Earlier this week, Larry Levitt commented on the New York Times article on middle class jobs in healthcare with the following tweet:
Great to see more middle-class jobs. Of course, when the jobs are in health care, more employment = higher costs. http://t.co/dBIvZOSc94
— Larry Levitt (@larry_levitt) February 23, 2015
I think there are two ways to read this tweet. The first is the simplistic one that of course an additional job in healthcare, all else being equal, leads to higher total expenditure on healthcare. That is barely interesting. The more important question in health policy is at what rate does total health care expenditure change in relationship to the broader economy. If it grows faster than the broader economy, healthcare takes up more proportional resources. If it grows slower than the general economy, we have more money to spend on other things. The past couple of years, healthcare expenditures have been growing at roughly the rate of the economy which is a massive policy victory.
This relative proportional change lens makes us view employment reports differently. Right now, the US devotes roughly 17% of GDP to health care. The US civilian, non-institutional labor force in NAICS 621,2,3 for the BLS has roughly 10.5% of that labor force devoted to healthcare. That number has been reasonably stable for the past several years, and before that, it was increasing at a slower rate than the total healthcare expenditure growth rate.

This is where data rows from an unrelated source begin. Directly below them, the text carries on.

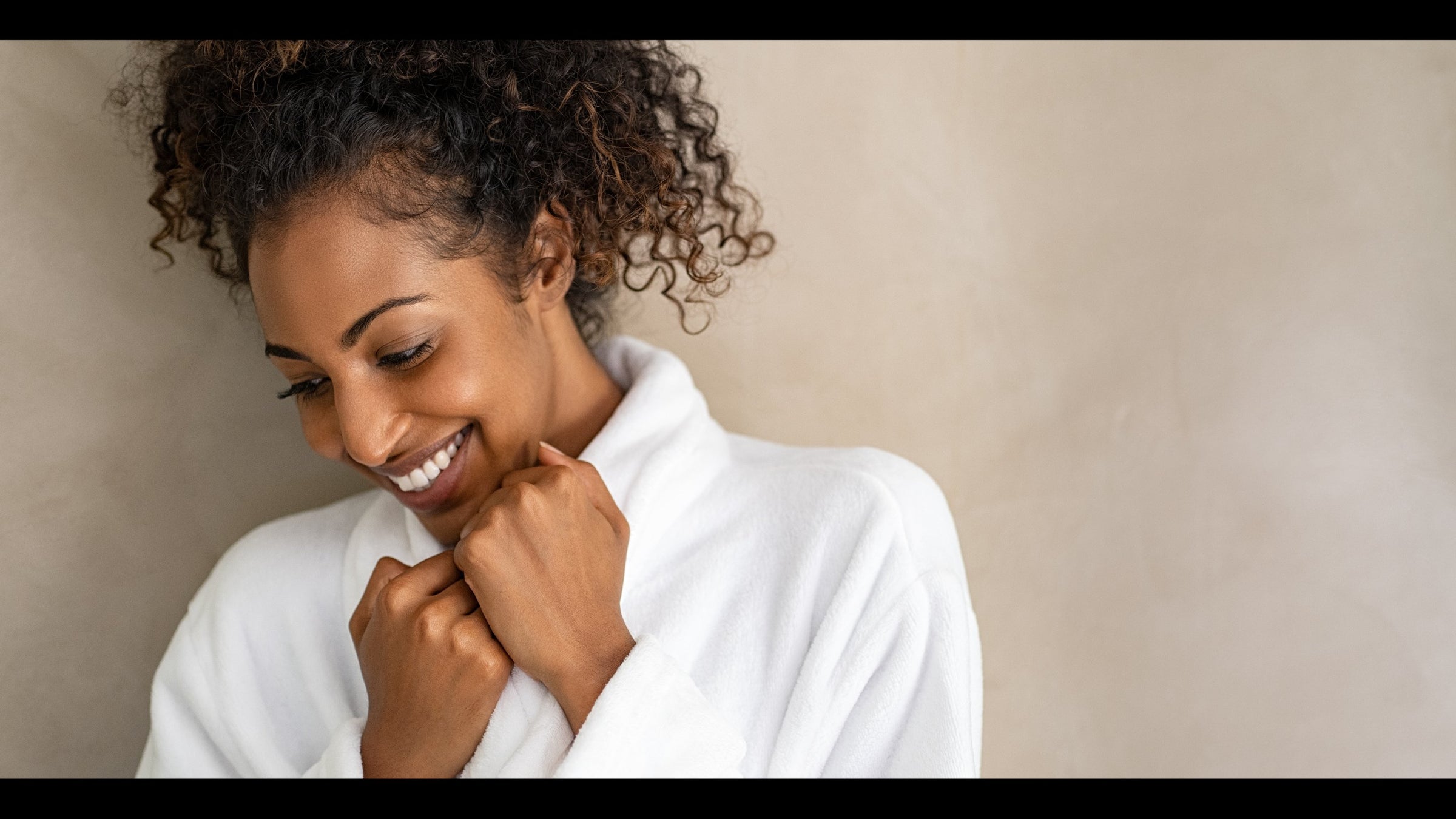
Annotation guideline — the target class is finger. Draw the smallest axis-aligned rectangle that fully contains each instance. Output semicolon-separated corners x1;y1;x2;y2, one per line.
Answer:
394;550;460;596
538;442;627;539
436;580;480;616
349;557;409;647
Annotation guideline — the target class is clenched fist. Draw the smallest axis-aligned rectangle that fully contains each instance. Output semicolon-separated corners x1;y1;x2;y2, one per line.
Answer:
349;552;511;777
454;443;635;730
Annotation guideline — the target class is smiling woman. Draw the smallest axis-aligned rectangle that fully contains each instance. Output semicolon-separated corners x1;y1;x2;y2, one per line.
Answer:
115;42;980;777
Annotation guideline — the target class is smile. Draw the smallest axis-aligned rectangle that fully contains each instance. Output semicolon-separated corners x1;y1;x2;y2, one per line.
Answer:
385;431;465;493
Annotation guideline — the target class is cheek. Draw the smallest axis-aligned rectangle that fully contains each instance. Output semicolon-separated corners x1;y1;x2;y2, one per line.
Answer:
431;342;549;451
298;401;349;462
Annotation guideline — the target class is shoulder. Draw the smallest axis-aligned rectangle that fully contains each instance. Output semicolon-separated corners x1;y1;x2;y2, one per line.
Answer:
728;434;964;576
188;490;379;624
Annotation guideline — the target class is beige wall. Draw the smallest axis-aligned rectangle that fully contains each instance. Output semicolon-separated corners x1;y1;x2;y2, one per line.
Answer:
0;44;1456;775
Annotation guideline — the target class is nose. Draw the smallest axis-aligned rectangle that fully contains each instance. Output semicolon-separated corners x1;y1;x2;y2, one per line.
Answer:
334;382;409;467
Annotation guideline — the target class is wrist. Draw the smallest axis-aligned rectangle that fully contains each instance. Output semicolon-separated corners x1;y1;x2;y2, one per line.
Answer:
543;624;636;733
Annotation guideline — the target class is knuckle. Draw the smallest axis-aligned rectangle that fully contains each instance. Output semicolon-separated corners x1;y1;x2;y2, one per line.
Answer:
379;583;409;616
415;603;450;640
450;619;477;655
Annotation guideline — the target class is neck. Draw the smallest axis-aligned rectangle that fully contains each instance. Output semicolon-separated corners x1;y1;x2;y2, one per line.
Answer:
543;309;623;457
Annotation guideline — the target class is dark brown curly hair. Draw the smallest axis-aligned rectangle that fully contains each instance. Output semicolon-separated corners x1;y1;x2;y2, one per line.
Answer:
112;41;773;343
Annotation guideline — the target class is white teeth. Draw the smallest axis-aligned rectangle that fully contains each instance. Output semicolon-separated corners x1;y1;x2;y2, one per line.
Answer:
387;433;465;493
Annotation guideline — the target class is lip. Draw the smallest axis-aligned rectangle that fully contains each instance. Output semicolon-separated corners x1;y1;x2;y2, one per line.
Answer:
374;424;474;511
374;424;474;478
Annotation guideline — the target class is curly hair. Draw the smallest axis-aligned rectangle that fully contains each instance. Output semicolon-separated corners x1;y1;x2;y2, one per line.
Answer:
110;41;773;343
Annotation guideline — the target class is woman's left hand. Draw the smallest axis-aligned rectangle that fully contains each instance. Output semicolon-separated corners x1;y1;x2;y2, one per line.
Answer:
454;443;635;732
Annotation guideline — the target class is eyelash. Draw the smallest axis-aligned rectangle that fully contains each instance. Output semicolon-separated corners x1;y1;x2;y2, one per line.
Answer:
278;341;436;399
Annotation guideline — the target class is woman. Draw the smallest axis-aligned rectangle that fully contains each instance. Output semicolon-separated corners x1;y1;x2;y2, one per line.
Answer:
116;42;980;777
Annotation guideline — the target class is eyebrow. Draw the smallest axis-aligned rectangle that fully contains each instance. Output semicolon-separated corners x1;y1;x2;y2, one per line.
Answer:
263;293;430;363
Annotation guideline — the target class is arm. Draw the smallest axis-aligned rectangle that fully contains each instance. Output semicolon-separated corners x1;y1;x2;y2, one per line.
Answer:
786;573;982;777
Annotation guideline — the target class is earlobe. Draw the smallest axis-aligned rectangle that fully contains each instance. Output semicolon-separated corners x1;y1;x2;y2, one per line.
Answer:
530;203;576;309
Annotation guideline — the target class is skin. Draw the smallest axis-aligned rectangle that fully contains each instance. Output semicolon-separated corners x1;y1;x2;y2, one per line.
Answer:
249;189;633;777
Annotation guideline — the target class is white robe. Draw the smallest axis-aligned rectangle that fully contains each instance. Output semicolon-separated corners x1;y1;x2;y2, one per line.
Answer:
138;337;982;777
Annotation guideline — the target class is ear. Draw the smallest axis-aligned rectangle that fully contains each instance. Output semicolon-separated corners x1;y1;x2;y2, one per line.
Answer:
524;200;576;312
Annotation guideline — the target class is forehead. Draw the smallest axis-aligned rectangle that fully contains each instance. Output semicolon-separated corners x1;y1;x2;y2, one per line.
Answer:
248;198;456;335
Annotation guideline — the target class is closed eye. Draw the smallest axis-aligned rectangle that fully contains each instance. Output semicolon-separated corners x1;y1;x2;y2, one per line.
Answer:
278;377;329;399
379;341;436;370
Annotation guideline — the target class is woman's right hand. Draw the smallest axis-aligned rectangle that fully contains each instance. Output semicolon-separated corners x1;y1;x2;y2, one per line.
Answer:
349;551;511;777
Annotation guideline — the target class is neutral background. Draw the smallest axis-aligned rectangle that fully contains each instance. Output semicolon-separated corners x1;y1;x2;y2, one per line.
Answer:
0;42;1456;777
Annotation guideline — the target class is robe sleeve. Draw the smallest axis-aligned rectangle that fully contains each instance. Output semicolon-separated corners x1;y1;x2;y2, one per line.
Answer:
554;635;747;778
769;573;982;777
767;459;982;777
137;613;364;778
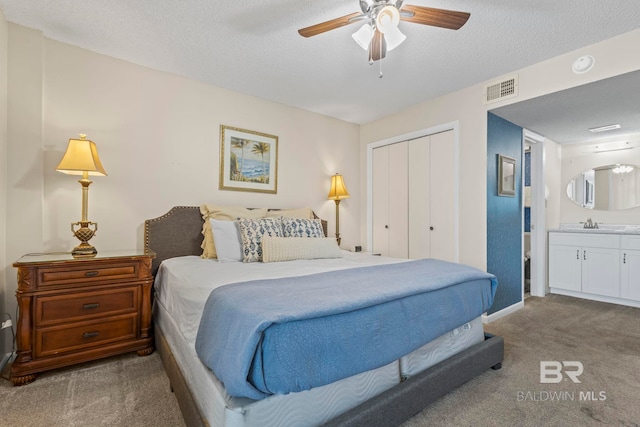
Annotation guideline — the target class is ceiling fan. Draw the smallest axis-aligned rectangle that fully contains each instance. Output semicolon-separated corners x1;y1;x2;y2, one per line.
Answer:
298;0;470;64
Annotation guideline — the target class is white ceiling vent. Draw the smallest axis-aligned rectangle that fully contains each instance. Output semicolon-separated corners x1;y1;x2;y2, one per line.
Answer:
484;75;518;104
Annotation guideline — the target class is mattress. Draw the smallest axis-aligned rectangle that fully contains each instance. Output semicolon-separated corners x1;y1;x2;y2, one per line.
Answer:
154;253;482;427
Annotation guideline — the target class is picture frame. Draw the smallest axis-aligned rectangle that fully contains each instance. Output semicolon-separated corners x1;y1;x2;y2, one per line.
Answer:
219;125;278;194
498;154;516;197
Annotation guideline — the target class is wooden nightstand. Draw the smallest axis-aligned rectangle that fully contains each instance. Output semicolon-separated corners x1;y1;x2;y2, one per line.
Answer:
11;251;155;385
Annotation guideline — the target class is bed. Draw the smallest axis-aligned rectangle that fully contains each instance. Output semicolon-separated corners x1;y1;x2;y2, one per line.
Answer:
145;206;504;427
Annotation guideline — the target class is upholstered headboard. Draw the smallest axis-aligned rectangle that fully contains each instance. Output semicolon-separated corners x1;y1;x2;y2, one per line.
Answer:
144;206;327;275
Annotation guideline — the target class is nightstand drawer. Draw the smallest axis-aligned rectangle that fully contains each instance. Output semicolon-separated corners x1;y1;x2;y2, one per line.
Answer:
36;286;139;326
35;314;138;357
38;261;140;287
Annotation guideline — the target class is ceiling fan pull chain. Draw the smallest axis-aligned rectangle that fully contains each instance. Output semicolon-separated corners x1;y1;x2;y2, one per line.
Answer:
378;38;384;79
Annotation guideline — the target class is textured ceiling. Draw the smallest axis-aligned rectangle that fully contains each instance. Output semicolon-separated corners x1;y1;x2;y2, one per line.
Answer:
491;71;640;144
0;0;640;123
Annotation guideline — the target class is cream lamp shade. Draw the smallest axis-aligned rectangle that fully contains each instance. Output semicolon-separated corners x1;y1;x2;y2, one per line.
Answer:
327;174;350;246
56;134;107;258
328;174;351;200
56;134;107;176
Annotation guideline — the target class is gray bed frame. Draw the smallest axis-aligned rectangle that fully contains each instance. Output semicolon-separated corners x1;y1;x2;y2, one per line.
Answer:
144;206;504;427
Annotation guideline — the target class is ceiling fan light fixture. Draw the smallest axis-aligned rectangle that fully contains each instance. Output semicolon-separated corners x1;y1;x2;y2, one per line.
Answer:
384;27;407;52
376;5;400;34
351;24;373;50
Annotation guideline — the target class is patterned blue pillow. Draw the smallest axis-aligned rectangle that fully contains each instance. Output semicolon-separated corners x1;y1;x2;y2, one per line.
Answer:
238;218;283;262
282;217;324;237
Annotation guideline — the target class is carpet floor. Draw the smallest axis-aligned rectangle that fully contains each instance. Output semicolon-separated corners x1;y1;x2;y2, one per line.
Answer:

Last month, the US economy added 257,000 new jobs. We would expect the US economy to add roughly 27,000 healthcare jobs based on the headline number. Last month, the initial estimate had a healthcare job gain of 38,000 new jobs. So we were devoting a little more of labor force to healthcare than job growth alone would suggest. Given the known error bars on the subset estimates, that is not too worrying of a deviation from the 2014 average of healthcare roughly growing proportionate to total job growth.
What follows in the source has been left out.